[PYTHON] Using open data from Data City Sabae to predict water level gauge values by machine learning Part 2

Introduction

Previously, I explained how to predict the water level from precipitation, but after that, when I investigated various things, it became possible to predict the water level one hour later with an accuracy of about 95%, so I will reorganize it. I will make an article.

Try to predict the value of the water level gauge by machine learning using the open data of Data City Sabae

Operating environment

item Contents
Machine MacBook Air (13-inch, Early 2015)
Processor 2.2 GHz Intel Core i7
memory 8 GB 1600 MHz DDR3
Python 3.6.0 :: Anaconda 4.3.1 (x86_64)
Jupyter Notebook 4.2.1

Environment construction procedure

Please refer to the following URL for the usual front miso.

Procedure to quickly create a deep learning environment on Mac with TensorFlow and OpenCV

Download data

Open Data List | Data City Sabae Portal Site

If you select the "Disaster prevention" group on the above website, you will see the following notation. Click the "CSV" button and download the CSV from the displayed link.

c9ad29a6-514d-cde3-f970-47dafaac9eff.png

In addition, past weather data can be downloaded from the Japan Meteorological Agency, so we will download hourly precipitation data in Fukui City.

Japan Meteorological Agency | Past Meteorological Data Download

Loading the library

Use Jupyter Notebook to load the following libraries.

python


from ipywidgets import FloatProgress
from IPython.display import display

%matplotlib inline
import matplotlib
import matplotlib.pyplot as plt

import pandas as pd
import numpy as np
import datetime

Reading water level data

python


#Read file
filename = "sparql.csv"
df_level = pd.read_csv(filename, header=None, skiprows=1)

#Rename column
df_level.columns = ["url","datetime","level"]
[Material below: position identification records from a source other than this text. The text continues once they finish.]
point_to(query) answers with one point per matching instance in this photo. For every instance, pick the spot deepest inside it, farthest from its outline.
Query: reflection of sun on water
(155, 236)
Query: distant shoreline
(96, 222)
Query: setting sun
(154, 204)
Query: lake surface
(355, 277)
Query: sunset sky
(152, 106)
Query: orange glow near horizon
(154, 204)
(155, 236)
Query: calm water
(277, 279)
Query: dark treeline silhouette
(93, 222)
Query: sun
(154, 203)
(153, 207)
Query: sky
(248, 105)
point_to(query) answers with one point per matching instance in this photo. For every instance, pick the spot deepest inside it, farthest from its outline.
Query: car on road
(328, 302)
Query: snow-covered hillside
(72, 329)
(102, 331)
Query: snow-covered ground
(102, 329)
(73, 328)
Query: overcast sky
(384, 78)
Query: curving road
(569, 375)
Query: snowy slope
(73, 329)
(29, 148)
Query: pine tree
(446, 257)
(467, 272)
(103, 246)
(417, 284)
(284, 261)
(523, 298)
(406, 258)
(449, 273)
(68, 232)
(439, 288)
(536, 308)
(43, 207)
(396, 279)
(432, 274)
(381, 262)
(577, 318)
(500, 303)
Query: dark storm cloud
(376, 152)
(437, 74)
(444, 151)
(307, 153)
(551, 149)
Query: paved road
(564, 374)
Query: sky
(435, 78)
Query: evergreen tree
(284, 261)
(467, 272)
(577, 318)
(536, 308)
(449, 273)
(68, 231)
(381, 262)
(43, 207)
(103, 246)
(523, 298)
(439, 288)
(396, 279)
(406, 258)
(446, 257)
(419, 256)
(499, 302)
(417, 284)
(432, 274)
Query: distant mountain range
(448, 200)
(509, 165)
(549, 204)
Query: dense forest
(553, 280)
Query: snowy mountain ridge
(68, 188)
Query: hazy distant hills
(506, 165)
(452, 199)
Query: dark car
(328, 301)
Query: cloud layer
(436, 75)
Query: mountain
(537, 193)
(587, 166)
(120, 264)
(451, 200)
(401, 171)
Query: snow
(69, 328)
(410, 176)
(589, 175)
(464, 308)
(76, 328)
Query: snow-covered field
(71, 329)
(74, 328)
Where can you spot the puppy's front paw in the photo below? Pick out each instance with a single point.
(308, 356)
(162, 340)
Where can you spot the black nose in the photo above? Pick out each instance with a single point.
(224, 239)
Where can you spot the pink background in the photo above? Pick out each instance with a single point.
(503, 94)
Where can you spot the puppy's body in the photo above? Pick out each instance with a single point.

#Convert date and time to timestamp
df_level["datetime"] = df_level.datetime.map(lambda _: pd.to_datetime(_))

#Set date and time as index
df_level.index = df_level.pop("datetime")

#Sort by date and time(...I think it will work without it, but I'll leave it)
df_level = df_level.sort_index()

#graph display
df_level["level"].plot(figsize=(15,5))

When executed, the following graph will be displayed.

Unknown.png

Reading precipitation data

Please read the data and display it on the graph, paying attention to the fact that the CSV contains data that is not counted and that the character code is Shift JIS.

python


#Read file
filename = "data.csv"
df = pd.read_csv(filename,encoding="SHIFT-JIS",skiprows=4)

#Rename column
df_rain.columns = ["datetime", "rain", "Information without phenomenon","quality information","Homogeneous number"]

#Convert date and time to timestamp
df_rain["datetime"] = df_rain.datetime.map(lambda _: pd.to_datetime(_))

#Set date and time as index
df_rain.index = df_rain.pop("datetime")

#graph display
df_level.level.plot(figsize=(15,5))
df_rain.rain.plot(figsize=(15,5))

When executed, the following graph will be displayed. By the way, orange is the amount of precipitation.

Unknown-1.png

Data processing

This time, since we are predicting the water level one hour later, I would like to predict the maximum water level one hour later using the change in water level one hour ago and the amount of precipitation.

For that, the training data is as follows.

input output
Precipitation 1 hour ago
Water level every 5 minutes 1 hour ago(10 points)
Maximum water level after 1 hour

Since the water level data is data at 5-minute intervals, there should be 12 points of data every 60 minutes, but there are some missing data, and some of them have 12 points or less depending on the timing. After trial and error, the score is 10 points.

In addition, since the precipitation data is described as "1 hour before" on the Japan Meteorological Agency's website, it is considered to be the data 1 hour before the date and time set in the index.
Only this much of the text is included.